Knowledge based authentication (KBA) has been declared dead many times over the past few years. But what is KBA and what exactly is the problem? KBA is a term that has been used too generically across the identity universe and different providers get away with using the term to refer to vastly different levels of security.
Most providers use KBA as part of the authentication process to handle the "what you know" element of "what you know, what you have, and who you are." At the most basic level, KBA is attempting to assert someone is who they say they are by asking them questions. Unfortunately the types of questions asked during knowledge based authentication are not uniformly defined or implemented.
Assurance refers to the level of confidence you can put in the authentication. Levels of assurance in government usually refer to the assorted elements that have to be verified in an authentication process to confirm identity. In the commercial space there is less clarity on ensuring high assurance and most large entities leave it to their identity manager to manage this. The problem is that identity managers aren’t clear on KBA themselves.
The “murkiness” is that knowledge based authentication and the questions asked can be based on either an explicit secret, an implicit secret, or an “out of wallet” secret.
Think of an explicit secret as the classic “shared secret” between an organization and an individual. The concern with this classic form of identity assurance is the proliferation with social media. If a fraudster has an iTunes password, then too often they also have the amazon password, the ebay password, passwords for many social media sites. A favorite band, current car, and past employers are all on those sites. If security isn’t set up right, the password isn’t even necessary to get these details.
Shared secrets are a set of questions that have a defined set of answers, with no deep data set to draw from. The correct answers to these questions are pre-populated by the user.

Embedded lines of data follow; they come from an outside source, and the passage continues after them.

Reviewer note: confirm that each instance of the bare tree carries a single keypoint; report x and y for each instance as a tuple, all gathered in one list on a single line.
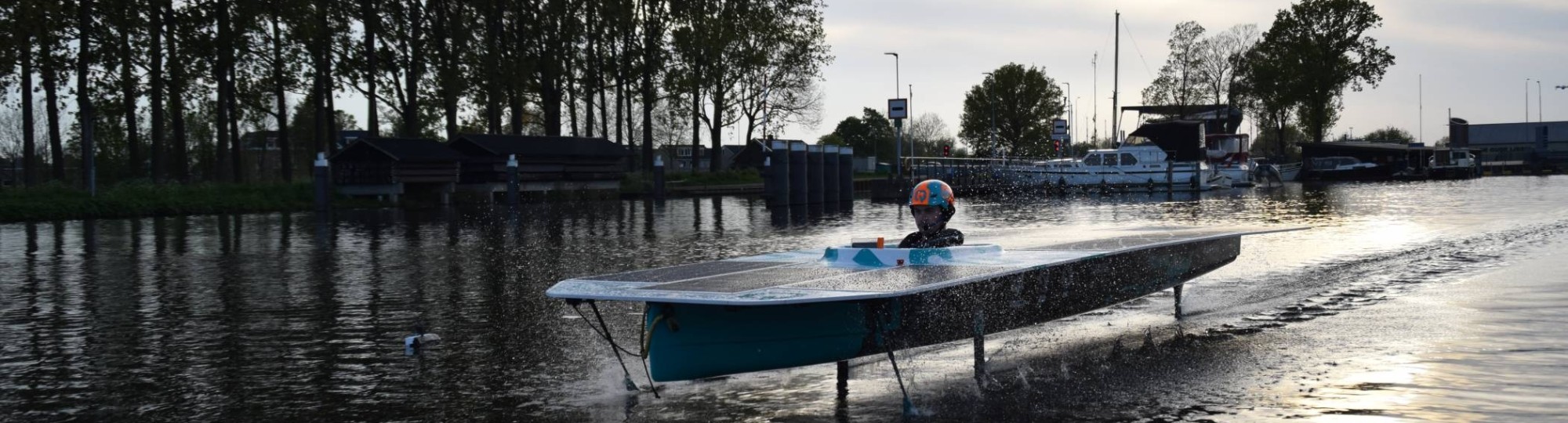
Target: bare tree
[(1222, 56), (929, 134)]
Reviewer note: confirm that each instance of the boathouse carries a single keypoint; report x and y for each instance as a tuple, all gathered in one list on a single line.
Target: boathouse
[(397, 167), (1515, 145), (545, 164)]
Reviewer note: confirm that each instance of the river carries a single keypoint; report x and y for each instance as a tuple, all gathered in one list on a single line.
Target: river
[(1406, 302)]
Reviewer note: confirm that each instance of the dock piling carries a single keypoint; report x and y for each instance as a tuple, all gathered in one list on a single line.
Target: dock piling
[(830, 175), (322, 178), (659, 178), (846, 176), (512, 181), (780, 175), (797, 175), (815, 176), (844, 380), (981, 349)]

By only being a single set of maybe six questions and answers, it is easy enough for hackers to social engineer the process, pulling answer to the known set of questions from a quick Google search.
Using shared secrets to securing a consumer portal might make sense, but an administrator’s access needs a more stringent level of KBA. Top access levels have to be assured with something search-engine proof that isn’t in the public discourse like a tax lien, house purchase, or marriage record. It has to be a deeper set of secrets that is only known to the person being identified.
Many institutions are turning to implicit secrets, the behavioral actions an individual takes with that institution. While a better approach, it only protects the members who have long history and do a considerable amount of business with the individual. The financial services industry knows this well. In 2009 the American Banker’s Association found that a quarter of fraud happened on new accounts, with regional banks having 87% of fraud happen in the first 90 days. Things haven't gotten much better since then. Without the history to ask good questions, this kind of fraud can’t be combated.
The real solution is to find a source for questions that is almost exclusively reported, very accurate, and very deep, capable of asking a wide range of questions from multiple different industries on a corroborated view of the American public.